Closer Look: Labor Market Surveys

  •    A survey of 60,000 households nationwide—an incredibly large sample size for a national survey—generates the data set used to calculate the unemployment rate, the size of the labor force, part-time and full-time employment, the reasons for and duration of unemployment, and employment status by age, educational attainment, and race. The “household survey” has been conducted essentially the same way since 1940, and although it has been “modified” over the years, the basic framework of the data set has stayed the same. The last major modification to the data set (and to how the data is collected) came in 1994. To put a sample size of 60,000 households into perspective, nationwide polling firms typically poll around 1,000 people for their opinion on presidential races.
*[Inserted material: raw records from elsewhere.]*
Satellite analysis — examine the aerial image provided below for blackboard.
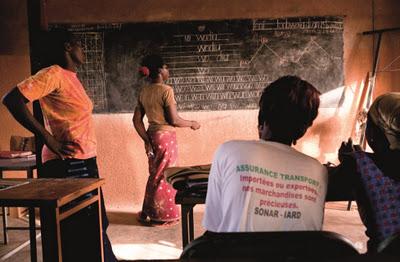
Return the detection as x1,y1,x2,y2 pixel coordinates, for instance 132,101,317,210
53,16,344,113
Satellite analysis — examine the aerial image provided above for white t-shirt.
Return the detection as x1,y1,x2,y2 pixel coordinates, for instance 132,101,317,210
203,140,328,232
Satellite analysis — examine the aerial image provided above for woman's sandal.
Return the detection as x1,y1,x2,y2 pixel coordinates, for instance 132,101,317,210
150,220,179,227
136,211,151,226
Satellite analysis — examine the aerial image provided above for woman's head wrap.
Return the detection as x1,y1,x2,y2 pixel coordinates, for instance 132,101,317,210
368,93,400,150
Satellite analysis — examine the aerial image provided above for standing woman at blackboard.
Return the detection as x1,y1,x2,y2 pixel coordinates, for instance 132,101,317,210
133,55,200,225
3,29,117,262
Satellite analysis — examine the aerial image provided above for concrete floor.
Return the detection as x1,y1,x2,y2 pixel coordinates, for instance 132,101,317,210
0,202,367,262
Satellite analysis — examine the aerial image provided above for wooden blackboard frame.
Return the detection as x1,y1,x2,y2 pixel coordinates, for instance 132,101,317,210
50,16,344,113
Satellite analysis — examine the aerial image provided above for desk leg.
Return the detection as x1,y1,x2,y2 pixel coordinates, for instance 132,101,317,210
0,169,8,245
189,205,194,243
181,204,194,248
28,207,37,262
40,207,62,262
1,207,8,245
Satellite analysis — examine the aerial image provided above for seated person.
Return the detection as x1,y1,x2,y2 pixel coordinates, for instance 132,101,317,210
329,93,400,253
203,76,328,232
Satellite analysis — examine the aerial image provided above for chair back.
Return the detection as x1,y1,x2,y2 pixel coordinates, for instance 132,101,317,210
181,231,359,261
378,232,400,256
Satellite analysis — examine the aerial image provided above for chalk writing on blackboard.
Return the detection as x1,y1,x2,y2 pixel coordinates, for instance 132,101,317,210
49,16,344,113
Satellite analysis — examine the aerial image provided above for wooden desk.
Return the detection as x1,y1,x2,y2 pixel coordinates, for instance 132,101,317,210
0,178,104,262
175,191,206,248
0,157,37,262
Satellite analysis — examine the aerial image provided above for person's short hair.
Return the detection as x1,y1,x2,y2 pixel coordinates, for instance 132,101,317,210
141,54,165,79
258,76,321,144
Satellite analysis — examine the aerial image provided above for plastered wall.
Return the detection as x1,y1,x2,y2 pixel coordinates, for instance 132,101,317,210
0,0,400,211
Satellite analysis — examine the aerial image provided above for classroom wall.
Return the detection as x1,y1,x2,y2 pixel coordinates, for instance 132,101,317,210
0,0,400,211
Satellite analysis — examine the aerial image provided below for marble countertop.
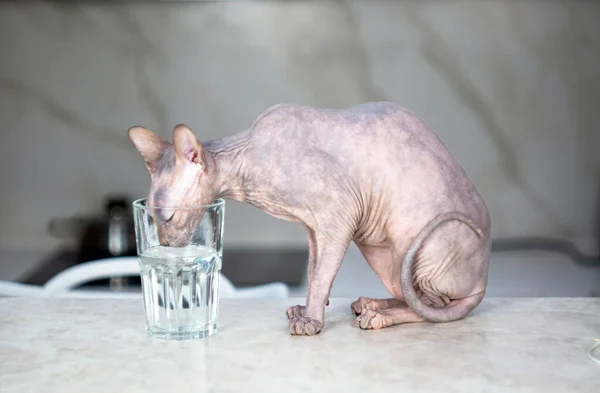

  • The headline unemployment rate (6.3% in May 2014) is calculated by dividing the number of unemployed (9.8 million in May 2014) by the number of people in the labor force (155.6 million). The civilian population over the age of 16 stood at 247.6 million in May 2014. A person is identified as being part of the labor force if they are over 16, have a job (employed), or do not have a job (unemployed) but are actively looking for work. A person is not in the labor force if they are neither employed nor unemployed. This category includes retired persons, students, those taking care of children or other family members, and others who are neither working nor seeking work.
  • In May 2014, the labor force was 155.6 million, which consisted of 145.8 million employed people and 9.8 million unemployed people. Another 92.0 million people over the age of 16 were classified as not in the labor force. The 155.6 million people in the labor force plus the 92.0 million people not in the labor force is equal to the over-16 civilian population, 247.6 million.
  • The payroll job count data are culled from a survey of 440,000 business establishments across the country. The sample includes about 141,000 businesses and government agencies, which covers approximately 486,000 individual worksites drawn from a sampling frame of Unemployment Insurance (UI) tax accounts covering roughly 9 million establishments. The sample includes approximately one-third of all nonfarm payroll employees. From these data, a large number of employment, hours, and earnings series in considerable industry and geographic detail are prepared and published each month.